Traffic, social media, TV drama, real-life drama, issues and burdens all contribute to our stress levels. Rather than putting kids in ‘time-out’, perhaps adults need time out. Actually, we do. Time out in nature or even passively watching nature scenes helps de-stress in marked ways. Note today’s excerpted study for further information.

In a recent study, Roger Ulrich, an associate dean in the College of Architecture at Texas A & M University, found that even the briefest exposure to nature can reduce stress.

Even more surprising to Ulrich–how quickly brief bursts of nature work. In some cases, stressed-out subjects relaxed after only three minutes of nature viewing.

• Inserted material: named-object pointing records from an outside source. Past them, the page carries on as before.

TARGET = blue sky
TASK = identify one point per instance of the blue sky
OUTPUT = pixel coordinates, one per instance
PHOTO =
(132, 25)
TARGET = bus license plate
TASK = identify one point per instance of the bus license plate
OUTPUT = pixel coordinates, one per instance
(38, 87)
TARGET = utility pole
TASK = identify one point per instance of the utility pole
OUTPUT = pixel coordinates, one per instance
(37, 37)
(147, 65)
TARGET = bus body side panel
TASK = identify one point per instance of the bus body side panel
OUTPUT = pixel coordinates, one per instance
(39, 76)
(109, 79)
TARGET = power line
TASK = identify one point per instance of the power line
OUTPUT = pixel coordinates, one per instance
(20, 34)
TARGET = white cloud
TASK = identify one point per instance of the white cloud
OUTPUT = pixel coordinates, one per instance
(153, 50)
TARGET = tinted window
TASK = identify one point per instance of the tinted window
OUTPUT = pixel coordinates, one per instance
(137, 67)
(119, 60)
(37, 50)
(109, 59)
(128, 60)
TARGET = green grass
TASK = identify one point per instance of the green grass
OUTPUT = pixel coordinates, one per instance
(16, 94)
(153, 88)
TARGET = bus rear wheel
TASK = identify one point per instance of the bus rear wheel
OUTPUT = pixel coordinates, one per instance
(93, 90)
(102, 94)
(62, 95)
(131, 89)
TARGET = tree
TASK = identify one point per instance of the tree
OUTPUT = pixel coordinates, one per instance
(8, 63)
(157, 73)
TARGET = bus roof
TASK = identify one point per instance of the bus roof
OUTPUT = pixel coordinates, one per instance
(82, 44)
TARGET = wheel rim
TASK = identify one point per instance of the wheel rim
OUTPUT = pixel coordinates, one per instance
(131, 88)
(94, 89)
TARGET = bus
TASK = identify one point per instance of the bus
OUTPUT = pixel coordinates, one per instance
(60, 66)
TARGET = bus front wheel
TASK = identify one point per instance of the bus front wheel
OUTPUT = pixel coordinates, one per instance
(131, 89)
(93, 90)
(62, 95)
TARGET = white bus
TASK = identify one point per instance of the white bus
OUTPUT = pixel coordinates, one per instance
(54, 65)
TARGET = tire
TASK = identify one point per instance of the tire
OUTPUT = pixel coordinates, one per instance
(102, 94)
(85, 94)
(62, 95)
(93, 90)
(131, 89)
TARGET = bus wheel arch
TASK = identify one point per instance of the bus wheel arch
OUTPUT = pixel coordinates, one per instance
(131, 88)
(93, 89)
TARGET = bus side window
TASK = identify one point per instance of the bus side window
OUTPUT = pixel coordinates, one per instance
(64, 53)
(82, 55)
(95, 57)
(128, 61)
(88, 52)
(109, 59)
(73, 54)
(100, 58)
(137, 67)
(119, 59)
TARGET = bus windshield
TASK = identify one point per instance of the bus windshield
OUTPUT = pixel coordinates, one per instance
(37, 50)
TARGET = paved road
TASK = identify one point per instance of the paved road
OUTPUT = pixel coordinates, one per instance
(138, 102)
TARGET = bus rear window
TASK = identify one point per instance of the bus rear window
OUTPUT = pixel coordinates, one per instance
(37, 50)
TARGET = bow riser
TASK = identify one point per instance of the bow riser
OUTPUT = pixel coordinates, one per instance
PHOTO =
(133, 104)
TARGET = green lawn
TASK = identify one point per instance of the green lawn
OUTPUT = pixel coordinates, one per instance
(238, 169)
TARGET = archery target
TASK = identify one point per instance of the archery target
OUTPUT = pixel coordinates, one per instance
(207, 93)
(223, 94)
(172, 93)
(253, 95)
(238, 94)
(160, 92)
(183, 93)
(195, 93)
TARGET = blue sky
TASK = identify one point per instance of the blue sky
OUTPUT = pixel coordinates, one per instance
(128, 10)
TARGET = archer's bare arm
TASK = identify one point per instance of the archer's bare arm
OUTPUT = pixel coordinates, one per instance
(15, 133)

In their study, Ulrich and his colleague, University of Delaware psychologist Robert Simons, showed 120 students a graphic, 10-minute accident film. Before and after the film, viewers’ stress levels were evaluated, using such standard measures as blood pressure, muscle tension and heart rate, along with a self-rating of stress.

Next, students viewed a videotape of a nature or urban scene for 10 minutes. One nature scene showed a peaceful river, the other a forest. The urban scenes depicted a street with heavy traffic, a street with light traffic, an outdoor mall with many pedestrians and an outdoor mall with few pedestrians. Viewers’ stress levels were again evaluated.

“Participants recovered more quickly and more completely from stress when exposed to either of the nature settings than to the urban settings,” Ulrich says. “By the end of 10 minutes, people who viewed the nature scenes were as relaxed or sometimes even more relaxed than before viewing the accident film.”